After months of research through books, magazines, blogs, websites, and even YouTube videos, I have slowly brought some Montessori-inspired changes into our home. The Montessori idea that has most resonated with me is one of the Prepared Environment. That basically means making a child's environment accessible to him by using low cupboards, shelves, and child-size furniture and tools. Making these modifications to my home has been a labour of love, and I am delighted to share them with you.
This first modification is something many families may have in their home, but definitely is in line with the idea of the Prepared Environment. Nik is able to take out and put away his own jacket and shoes, thanks to a Shaker-style peg rail I picked up at the local thrift store.

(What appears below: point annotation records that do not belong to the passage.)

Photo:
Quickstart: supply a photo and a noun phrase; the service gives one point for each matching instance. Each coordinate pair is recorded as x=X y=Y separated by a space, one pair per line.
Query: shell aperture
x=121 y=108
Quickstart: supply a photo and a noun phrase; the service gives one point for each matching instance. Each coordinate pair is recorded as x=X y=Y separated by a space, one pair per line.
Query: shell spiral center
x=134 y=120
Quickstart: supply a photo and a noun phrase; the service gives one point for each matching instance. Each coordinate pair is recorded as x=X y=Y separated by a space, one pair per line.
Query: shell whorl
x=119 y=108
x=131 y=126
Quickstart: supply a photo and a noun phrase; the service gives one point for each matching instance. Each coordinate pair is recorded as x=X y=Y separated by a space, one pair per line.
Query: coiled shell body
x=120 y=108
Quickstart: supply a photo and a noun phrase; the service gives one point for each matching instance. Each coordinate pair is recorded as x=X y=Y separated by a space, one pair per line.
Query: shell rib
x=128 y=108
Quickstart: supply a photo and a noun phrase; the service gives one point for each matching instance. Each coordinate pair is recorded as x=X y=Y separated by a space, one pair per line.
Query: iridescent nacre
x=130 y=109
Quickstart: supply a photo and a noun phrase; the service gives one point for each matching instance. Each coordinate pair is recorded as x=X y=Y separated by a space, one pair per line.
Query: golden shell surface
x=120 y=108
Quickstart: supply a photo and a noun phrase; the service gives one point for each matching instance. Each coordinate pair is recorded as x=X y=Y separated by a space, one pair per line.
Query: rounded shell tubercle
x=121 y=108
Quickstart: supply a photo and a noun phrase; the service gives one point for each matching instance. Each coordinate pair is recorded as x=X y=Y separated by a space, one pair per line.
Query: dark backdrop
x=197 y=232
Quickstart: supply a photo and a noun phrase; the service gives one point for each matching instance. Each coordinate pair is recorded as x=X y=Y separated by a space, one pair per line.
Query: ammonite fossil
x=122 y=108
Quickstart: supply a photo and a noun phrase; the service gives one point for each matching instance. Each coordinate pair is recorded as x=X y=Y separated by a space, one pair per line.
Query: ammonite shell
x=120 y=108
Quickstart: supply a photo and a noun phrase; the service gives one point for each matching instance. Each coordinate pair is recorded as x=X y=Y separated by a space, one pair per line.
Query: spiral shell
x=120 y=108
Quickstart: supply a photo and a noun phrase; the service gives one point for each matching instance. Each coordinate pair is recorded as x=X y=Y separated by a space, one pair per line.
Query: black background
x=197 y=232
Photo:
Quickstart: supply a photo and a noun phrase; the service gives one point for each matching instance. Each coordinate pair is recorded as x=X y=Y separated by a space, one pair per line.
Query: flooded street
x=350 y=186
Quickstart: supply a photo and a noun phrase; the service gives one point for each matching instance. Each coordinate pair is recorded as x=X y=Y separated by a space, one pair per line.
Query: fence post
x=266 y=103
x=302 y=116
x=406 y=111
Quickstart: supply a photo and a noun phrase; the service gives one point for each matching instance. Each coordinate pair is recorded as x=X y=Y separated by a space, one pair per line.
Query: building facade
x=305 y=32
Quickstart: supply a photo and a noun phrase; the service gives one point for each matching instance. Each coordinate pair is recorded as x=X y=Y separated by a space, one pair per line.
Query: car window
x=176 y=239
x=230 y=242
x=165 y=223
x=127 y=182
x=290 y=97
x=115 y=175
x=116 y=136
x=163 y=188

Adding a Rubbermaid foot stool to our livingroom has made the space much more functional for Nik. He can use it with the coffee table for snack, or playing with table top toys.

It is also so lightweight, that he can move it around himself to explore or access things that are otherwise too high for him to reach. Here he is standing over our cabinet stereo, watching the cd in the cd player spin.

More involved changes have been things like Nik's kitchen cupboard.All of the child size dishes and cutlery can be found here, organized and ready to use or explore. Favourite things included in this cupboard are
Child-size metal cutlery in a miniature cutlery tray, and A stoneware creamer used for pouring as a child-size pitcher.

Both the cutlery tray and the creamer were thrift store finds. I have yet to order even a single item from the high-priced Montessori supply catalogues.

I have saved my very favourite home Montessori spot for last: our mini-classroom. Against one wall in my small home's very small office, we have this area:
It consists of a child-size table and chair, bulletin board at child-eye level, drawers for art supplies and an open shelf of table tasks. Based more on what I have seen at the local Montessori preschool than what I have read in books, this area is designed so that Nik can choose his own task, and bring it to the table to work on.

He loves his "desk". My husband and I both have desks in this room, too, so it is satifying to him that he has not been left out, I think. His current favourite 'work' is a toss up between pressing alphabet cookie cutters into homemade playdough, and stringing buttons on shoelaces. See photos below for a few more details of this space.

Playdough and accessories.

Work shelf with stringing beads, buttons, puzzles, hammer toy, alphabet desk and peg board.

2 comments:

Sylvia said...

I love this! Especially the little toddler cupboard in the kitchen. Your boy is going to grow up SO independent, I love it :) Despite the tiny size of our home, I'm thinking I may just have to try making room somehow for a setup similar to yours (though perhaps on a smaller scale).

Queen Bee said...

oooh! very impressive mama. i like what you have done around your home & think the mini-classroom is great!

you've given me plenty of ideas for little changes around our house. have you read "Montessori From The Start"? if not, it's a good book about following the Montessori method within your home from baby's birth and beyond.